The World After Trump artwork

The World After Trump

Foreign Policy Live

March 24, 2026

It’s widely accepted that the post-WWII order has changed, but the question remains—what comes next? Political scientist Hal Brands maps out three possible scenarios in a cover essay for Foreign Policy’s latest print issue and joins FP Live to discuss.
Speakers: Ravi Agrawal, Hal Brands
**Ravi Agrawal** (0:01)
Hi, I'm Ravi Agrawal, Foreign Policy's Editor-in-Chief. This is FP Live.
So, every week on this show, we talk a lot about the twists and turns in US foreign policy, especially in the Trump era. I wanted to take a big step back today. If you look back at modern history, how has Trump changed the world? I have a few examples to think about. Rules, norms, and institutions are being discarded. The Trans-Atlantic Alliance, a bedrock of the last 80 years in world order, has weakened. More and more countries are talking about seeking nuclear weapons. And the general idea of a US focus on the Western hemisphere opens up the possibility of the other hemisphere being fair game. In a new cover essay for FP's spring print issue, the geopolitical thinker Hal Brands describes what the world after Trump looks like. It might seem premature to go there, but I actually think this is exactly the right time. We need to look at what might come next, if only to better inform what to do now. Brands paints a world in which three scenarios have emerged as possibilities. First, a return to block politics, in which the United States and China jostle for influence.
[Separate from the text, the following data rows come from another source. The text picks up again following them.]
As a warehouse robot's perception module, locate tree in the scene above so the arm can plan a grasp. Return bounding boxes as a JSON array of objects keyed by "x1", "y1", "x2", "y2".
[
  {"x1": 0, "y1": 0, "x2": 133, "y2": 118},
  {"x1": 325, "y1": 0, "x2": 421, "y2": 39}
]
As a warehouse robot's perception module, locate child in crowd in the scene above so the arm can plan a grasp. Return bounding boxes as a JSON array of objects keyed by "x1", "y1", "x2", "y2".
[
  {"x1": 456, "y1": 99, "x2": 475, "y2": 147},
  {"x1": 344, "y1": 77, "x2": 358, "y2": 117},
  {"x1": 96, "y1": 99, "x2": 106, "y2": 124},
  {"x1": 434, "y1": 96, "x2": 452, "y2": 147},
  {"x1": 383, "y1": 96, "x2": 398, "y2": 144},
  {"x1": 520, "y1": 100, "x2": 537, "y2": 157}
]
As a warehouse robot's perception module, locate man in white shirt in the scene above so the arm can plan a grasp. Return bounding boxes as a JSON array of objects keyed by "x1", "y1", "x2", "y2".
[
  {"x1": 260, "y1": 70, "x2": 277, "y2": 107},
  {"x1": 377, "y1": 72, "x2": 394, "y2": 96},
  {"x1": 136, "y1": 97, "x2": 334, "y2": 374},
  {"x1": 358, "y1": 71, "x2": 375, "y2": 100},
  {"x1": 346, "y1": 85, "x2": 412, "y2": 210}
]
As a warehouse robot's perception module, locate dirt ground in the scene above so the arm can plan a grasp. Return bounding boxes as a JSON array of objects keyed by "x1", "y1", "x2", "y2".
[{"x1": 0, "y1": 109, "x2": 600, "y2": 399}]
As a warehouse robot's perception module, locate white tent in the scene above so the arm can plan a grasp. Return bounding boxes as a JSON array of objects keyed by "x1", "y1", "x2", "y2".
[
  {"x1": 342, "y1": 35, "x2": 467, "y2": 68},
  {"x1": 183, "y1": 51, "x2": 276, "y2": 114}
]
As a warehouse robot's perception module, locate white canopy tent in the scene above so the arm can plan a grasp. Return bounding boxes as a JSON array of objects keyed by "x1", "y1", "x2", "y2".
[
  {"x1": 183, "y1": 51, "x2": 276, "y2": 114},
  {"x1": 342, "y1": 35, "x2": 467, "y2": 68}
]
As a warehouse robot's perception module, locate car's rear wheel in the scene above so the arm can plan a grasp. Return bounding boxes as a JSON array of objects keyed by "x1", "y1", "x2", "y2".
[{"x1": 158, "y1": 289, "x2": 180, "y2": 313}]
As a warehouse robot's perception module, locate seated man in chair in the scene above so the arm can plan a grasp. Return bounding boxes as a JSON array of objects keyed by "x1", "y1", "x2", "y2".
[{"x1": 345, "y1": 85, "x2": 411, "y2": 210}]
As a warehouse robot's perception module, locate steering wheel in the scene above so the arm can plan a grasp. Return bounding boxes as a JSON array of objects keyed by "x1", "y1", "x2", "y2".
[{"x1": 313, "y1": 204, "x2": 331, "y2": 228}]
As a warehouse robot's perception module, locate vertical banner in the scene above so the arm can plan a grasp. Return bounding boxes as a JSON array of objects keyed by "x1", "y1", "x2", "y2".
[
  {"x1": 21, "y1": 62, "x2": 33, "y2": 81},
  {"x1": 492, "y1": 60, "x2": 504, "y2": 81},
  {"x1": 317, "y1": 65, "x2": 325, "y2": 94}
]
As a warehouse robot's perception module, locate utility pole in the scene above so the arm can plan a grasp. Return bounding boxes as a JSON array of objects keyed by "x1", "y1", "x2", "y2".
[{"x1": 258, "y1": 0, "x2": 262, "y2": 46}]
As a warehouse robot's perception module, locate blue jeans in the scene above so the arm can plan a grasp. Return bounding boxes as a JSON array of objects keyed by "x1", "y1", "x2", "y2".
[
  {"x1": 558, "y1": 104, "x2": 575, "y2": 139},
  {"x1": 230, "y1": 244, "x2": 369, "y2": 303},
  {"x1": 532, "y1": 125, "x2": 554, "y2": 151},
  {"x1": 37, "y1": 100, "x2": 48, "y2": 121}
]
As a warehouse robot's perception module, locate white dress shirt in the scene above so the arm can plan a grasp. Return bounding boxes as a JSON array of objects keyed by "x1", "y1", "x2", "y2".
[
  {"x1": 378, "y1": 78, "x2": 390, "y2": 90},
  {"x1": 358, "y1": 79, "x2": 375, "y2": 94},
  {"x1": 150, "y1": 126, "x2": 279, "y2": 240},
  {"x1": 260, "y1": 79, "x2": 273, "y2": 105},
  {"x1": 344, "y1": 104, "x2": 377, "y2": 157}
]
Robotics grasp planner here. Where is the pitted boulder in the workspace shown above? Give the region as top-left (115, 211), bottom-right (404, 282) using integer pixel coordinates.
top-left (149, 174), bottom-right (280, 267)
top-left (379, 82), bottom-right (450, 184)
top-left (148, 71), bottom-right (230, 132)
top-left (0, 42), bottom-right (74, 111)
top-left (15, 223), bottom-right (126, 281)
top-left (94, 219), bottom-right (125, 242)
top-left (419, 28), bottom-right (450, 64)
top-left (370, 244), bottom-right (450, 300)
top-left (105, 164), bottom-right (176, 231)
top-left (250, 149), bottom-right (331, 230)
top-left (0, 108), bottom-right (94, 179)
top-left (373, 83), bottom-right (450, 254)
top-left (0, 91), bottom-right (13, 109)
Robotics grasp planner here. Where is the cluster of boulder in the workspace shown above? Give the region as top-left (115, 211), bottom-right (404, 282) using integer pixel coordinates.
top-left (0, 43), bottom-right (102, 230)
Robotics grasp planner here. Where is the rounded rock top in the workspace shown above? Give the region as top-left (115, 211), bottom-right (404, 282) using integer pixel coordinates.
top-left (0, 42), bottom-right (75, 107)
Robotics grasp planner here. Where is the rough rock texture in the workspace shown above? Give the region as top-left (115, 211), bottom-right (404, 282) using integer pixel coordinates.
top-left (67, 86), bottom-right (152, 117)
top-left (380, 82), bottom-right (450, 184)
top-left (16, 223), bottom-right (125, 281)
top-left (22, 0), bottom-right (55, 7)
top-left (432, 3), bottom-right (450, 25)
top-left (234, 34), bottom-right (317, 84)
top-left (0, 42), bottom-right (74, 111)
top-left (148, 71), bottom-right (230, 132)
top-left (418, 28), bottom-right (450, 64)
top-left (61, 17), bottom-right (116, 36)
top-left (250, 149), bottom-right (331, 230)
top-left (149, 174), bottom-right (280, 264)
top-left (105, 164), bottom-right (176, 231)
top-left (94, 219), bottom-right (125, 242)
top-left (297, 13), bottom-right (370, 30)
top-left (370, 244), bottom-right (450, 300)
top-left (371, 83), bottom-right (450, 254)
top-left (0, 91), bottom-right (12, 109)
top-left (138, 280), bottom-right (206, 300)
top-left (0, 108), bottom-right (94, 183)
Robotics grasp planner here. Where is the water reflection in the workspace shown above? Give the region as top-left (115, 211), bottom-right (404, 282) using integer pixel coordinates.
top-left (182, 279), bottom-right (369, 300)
Second, an age of empires, in which several powerful states subjugate their neighbors in smaller countries. And third, a more dangerous world of jungle law, where anything goes and every state is out for itself. It's worth gaming out each of these scenarios, if only to better understand which of them is the best outcome, and how to make sure we get there. I urge you to read Brands' essay, as well as the four other accompanying pieces in our new print issue, which we are gift-linking to in the show notes. But for now, here's Hal Brands. He's a Professor of Global Affairs at the School of Advanced International Studies at the Johns Hopkins University. We taped this earlier in February. Let's dive in. Pal, welcome back to FP Live.

**Hal Brands** (2:15)
Thank you for having me.

**Ravi Agrawal** (2:17)
So great essay. Let's begin with an overview of the three scenarios you lay out. What are they?

**Hal Brands** (2:23)
Sure. So of the three scenarios, the first is the one that in some ways takes us back to the Cold War past. And this is essentially a new Cold War or a two world scenario in which you have a Chinese led block on the one hand doing battle geopolitically and geo-economically with an American led block on the other. And we have to acknowledge that at this point, the American led block is likely to be a bit looser and more transactional than we might have expected even a couple of years ago. But the guiding theme of this scenario is that the US-China rivalry is real. It is here to stay regardless of what happens in symmetry between Xi Jinping and Donald Trump. And it will exert powerful structural pressures on both the US and China and the rest of the actors in the international system, just as the Cold War rivalry between the US and the Soviet Union did. So that's scenario one.
Scenario two is what you might think of as a classic spheres of influence approach. And in this scenario, you have a US that essentially doubles down on dominance of the Western Hemisphere. And in the process, it pulls back from security commitments in Europe, the Middle East, and East Asia. And as it does so, it creates opportunities for other regional powers to pursue their own spheres and their geographical backyards. And so you can imagine a Chinese sphere of influence encompassing large swaths of East Asia and Southeast Asia. You can imagine a Russian sphere of influence encompassing parts of the former Soviet space. You can imagine India striving for greater primacy within South Asia and the Indian Ocean, littoral, and so on and so forth. And so this is a world that is fragmented not into two giant blocks, but into several regional spheres, each of which becomes almost a domain unto itself, even though there is persistent interdependence to some degree between them. And then the third and final scenario is basically an end to the darkness. It is a return to the sort of pervasive global instability that we saw in the opening decades of the 20th century, when you had two world wars in close succession. And the forcing function here is essentially an America that turns increasingly acquisitive and increasingly preditorial. And in that circumstance, the three most powerful countries in the world, the United States, China, and Russia, are all essentially revisionist powers. And they create a sense of self-help among other countries who now have to take desperate measures, whether it's acquiring nuclear weapons or otherwise, to defend themselves. And the result is essentially a spiral downward into chaos. That is a dire scenario, but we can't treat it as being totally out of the question anymore.